MR有两个阶段组成：Map和Reduce，用户只需实现map()和reduce()两个函数，即可实现分布式计算。

例子

数据源结构

首先查看数据源结构:

CREATE TABLE `article` (
  `id` int(11) NOT NULL AUTO_INCREMENT,
  `allowed_add_tag` int(2) DEFAULT NULL,
  `attitudes` varchar(255) DEFAULT NULL,
  `attitudes_id` int(11) DEFAULT NULL,
  `banana_count` int(11) DEFAULT NULL,
  `big_cover_image` varchar(255) DEFAULT NULL,
  `channel_id` int(11) DEFAULT NULL,
  `channel_name` varchar(255) DEFAULT NULL,
  `channel_path` varchar(255) DEFAULT NULL,
  `comment_count` int(11) DEFAULT NULL,
  `contribute_time` datetime DEFAULT NULL,
  `cover_image` varchar(255) DEFAULT NULL,
  `description` varchar(255) DEFAULT NULL,
  `essense` int(2) DEFAULT NULL,
  `favorite_count` int(11) DEFAULT NULL,
  `latest_active_time` datetime DEFAULT NULL,
  `latest_comment_time` datetime DEFAULT NULL,
  `like_count` int(11) DEFAULT NULL,
  `link` varchar(255) DEFAULT NULL,
  `parent_channel_id` int(11) DEFAULT NULL,
  `parent_channel_name` varchar(255) DEFAULT NULL,
  `parent_realm_id` int(11) DEFAULT NULL,
  `realm_id` int(11) DEFAULT NULL,
  `realm_name` varchar(255) DEFAULT NULL,
  `recommended` int(2) DEFAULT NULL,
  `status` int(11) DEFAULT NULL,
  `tag_list` varchar(255) DEFAULT NULL,
  `title` varchar(255) DEFAULT NULL,
  `top_level` int(2) DEFAULT NULL,
  `tudou_domain` int(2) DEFAULT NULL,
  `type_id` int(11) DEFAULT NULL,
  `user_avatar` varchar(255) DEFAULT NULL,
  `user_id` int(11) DEFAULT NULL,
  `username` varchar(255) DEFAULT NULL,
  `view_count` int(11) DEFAULT NULL,
  `view_only` int(2) DEFAULT NULL,
  PRIMARY KEY (`id`)
) ENGINE=InnoDB AUTO_INCREMENT=13103 DEFAULT CHARSET=utf8mb4;
复制代码

这里我将其中的数据导出为csv文件。

思路

在这个例子中，我要做的是根据帖子发布时间，统计全天中每隔30分钟的发帖个数。

由于当前我没有重写InputFormat接口，因此采用的是hadoop默认的按行读取文件方法。

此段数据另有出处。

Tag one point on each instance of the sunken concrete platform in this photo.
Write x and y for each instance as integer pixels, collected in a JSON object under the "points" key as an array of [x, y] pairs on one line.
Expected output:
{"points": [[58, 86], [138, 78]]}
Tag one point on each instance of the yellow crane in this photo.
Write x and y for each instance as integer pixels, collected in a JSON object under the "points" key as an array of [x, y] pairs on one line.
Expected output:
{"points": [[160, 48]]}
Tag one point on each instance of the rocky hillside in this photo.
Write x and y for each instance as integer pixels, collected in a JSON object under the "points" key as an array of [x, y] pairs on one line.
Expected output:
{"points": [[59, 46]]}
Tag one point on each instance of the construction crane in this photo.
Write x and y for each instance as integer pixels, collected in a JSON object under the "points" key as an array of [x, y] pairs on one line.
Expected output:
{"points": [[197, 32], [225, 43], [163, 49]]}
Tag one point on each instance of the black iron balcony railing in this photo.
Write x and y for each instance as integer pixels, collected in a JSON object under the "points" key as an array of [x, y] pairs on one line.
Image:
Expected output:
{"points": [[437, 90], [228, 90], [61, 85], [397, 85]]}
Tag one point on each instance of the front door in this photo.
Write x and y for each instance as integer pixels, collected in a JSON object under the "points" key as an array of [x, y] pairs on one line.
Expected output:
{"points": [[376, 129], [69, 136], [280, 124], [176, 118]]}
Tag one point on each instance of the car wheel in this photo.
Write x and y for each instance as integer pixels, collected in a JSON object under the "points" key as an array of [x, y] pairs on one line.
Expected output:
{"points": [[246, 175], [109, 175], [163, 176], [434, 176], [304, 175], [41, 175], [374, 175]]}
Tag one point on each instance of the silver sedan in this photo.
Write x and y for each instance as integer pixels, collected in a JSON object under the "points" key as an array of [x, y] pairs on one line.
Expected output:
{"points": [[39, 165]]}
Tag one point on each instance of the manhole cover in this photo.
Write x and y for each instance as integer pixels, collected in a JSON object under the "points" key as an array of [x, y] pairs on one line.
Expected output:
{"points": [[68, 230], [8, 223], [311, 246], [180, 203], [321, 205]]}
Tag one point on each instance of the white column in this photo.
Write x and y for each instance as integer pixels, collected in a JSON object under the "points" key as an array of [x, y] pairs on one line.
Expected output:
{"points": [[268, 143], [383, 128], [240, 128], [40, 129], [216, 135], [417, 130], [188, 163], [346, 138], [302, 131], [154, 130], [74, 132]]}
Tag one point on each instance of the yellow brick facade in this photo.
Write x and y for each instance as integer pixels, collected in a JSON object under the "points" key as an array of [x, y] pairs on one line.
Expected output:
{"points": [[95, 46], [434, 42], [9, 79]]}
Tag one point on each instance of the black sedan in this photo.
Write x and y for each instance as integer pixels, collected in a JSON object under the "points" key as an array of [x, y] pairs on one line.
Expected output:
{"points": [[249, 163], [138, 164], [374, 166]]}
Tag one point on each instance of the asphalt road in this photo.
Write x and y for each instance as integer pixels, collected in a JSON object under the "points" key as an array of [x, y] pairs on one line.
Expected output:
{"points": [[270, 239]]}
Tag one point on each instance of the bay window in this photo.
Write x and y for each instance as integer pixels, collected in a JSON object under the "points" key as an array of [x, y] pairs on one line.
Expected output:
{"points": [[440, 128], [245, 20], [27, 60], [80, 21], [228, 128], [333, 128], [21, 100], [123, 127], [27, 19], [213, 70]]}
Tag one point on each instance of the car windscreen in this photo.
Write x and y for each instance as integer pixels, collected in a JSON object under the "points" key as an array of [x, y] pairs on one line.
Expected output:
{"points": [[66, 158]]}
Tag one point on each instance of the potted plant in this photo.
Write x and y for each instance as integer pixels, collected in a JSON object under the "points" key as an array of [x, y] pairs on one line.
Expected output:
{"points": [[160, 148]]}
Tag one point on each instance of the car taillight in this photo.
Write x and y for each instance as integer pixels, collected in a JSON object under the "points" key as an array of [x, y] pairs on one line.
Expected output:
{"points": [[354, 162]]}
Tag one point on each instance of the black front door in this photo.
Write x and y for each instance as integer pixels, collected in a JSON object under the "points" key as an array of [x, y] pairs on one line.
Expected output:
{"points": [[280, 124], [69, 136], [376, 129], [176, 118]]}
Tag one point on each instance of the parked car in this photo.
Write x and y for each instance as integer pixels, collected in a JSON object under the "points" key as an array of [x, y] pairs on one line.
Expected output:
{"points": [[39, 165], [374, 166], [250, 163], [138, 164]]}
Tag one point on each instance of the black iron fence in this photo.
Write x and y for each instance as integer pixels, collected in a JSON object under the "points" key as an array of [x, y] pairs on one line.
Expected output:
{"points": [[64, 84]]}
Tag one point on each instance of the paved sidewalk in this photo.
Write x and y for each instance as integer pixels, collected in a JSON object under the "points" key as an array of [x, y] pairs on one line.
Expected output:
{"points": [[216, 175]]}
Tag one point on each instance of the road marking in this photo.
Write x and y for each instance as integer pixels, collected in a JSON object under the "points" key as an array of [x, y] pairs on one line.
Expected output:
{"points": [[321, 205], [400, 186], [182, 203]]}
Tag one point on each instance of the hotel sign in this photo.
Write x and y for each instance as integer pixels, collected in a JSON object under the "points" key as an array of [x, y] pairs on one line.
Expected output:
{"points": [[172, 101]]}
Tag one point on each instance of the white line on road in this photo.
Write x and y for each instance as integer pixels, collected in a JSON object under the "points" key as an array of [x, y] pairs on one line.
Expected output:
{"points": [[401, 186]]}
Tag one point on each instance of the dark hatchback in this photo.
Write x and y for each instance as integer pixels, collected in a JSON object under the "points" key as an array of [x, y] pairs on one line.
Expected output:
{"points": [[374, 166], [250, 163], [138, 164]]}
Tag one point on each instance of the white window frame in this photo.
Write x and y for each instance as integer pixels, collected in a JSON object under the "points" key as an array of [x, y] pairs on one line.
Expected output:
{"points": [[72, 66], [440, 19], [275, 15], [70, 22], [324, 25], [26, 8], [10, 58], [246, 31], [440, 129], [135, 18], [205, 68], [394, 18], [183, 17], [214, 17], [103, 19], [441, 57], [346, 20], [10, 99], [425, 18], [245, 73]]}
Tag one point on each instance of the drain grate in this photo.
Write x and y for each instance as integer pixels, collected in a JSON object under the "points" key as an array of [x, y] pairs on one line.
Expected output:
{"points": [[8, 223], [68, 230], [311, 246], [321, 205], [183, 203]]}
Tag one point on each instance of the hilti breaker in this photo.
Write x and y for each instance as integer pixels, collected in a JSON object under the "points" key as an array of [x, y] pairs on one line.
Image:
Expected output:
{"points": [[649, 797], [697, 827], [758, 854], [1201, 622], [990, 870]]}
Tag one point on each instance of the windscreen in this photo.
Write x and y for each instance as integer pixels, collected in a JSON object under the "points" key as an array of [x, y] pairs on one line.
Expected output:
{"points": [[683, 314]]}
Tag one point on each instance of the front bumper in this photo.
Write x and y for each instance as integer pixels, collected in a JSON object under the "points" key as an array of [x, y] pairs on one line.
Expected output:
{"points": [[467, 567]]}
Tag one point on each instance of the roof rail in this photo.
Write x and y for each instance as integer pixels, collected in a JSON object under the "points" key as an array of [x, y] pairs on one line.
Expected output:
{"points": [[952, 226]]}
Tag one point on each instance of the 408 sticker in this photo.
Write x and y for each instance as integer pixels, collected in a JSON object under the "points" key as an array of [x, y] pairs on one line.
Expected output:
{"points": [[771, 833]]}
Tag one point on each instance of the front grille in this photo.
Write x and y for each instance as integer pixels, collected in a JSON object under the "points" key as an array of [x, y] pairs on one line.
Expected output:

所以传入参数为<0, [一行数据]>.

InputFormat 接口 - 该接口指定输入文件的内容格式。

其中getSplits函数将所有输入数据分成numSplits个split，每个split交给一个map task处理。

getRecordReader函数提供一个用户解析split的迭代器对象，它将split中的每个record解析成key/value对。

获取数据中的发帖时间
计算发帖时间在全天时间中的时间段并传递个reduce() - <时间段, 1>
reduce对时间段出现次数进行统计

util

首先先编写工具类Times.java - period(str:String, format:String)方法，该方法的作用为：

根据传入的字符串和时间格式获取一天中改时间的时间区间，如：

输入："2018-10-18 22:05:11", "yyyy-MM-dd HH:mm:ss"

输出: "201810182200-201810182230"

方法如下：

public static String period(String time, String format) {
    Objects.requireNonNull(time);
    DateTimeFormatter formatter = DateTimeFormatter.ofPattern(format);
    LocalDateTime dateTime = LocalDateTime.parse(time, formatter);
    int m = dateTime.getMinute();
    LocalDateTime start = dateTime.withMinute(m < 30 ? 0 : 30);
    LocalDateTime end = null;
    if (m < 30) {
        end = dateTime.withMinute(30);
    } else {
       end = dateTime.plusHours(1);
       end = end.withMinute(0);
    }

    DateTimeFormatter dateTimeFormatter = DateTimeFormatter.ofPattern("yyyyMMddHHmm");
    return start.format(dateTimeFormatter) + "-" + end.format(dateTimeFormatter);
}
复制代码

测试输入:

period("2018-11-11 23:34", "yyyy-MM-dd HH:mm");

返回结果:

201811112330-201811120000

Map

TimeMapper.java代码为：

public class TimeMapper extends Mapper<LongWritable, Text, Text, LongWritable> {


    @Override
    protected void map(LongWritable key, Text value, Context context) throws IOException, InterruptedException {
        String time = Matchers.stringCutBymatchers(value.toString(), "[0-9]{4}[/][0-9]{1,2}[/][0-9]{1,2}[ ][0-9]{1,2}[:][0-9]{1,2}[:][0-9]{1,2}");
        Objects.requireNonNull(time);
        String result = Times.period(time, "yyyy/MM/dd HH:mm:ss");
        context.write(new Text(result), new LongWritable(1));
    }
}
复制代码

由于按行读取.csv文件并且一行中的时间格式为yyyy/MM/dd HH:mm:ss,因此直接用正则表达式截取时间。然后获取时间区段，然后将<时间区段, 1>传递给reduce().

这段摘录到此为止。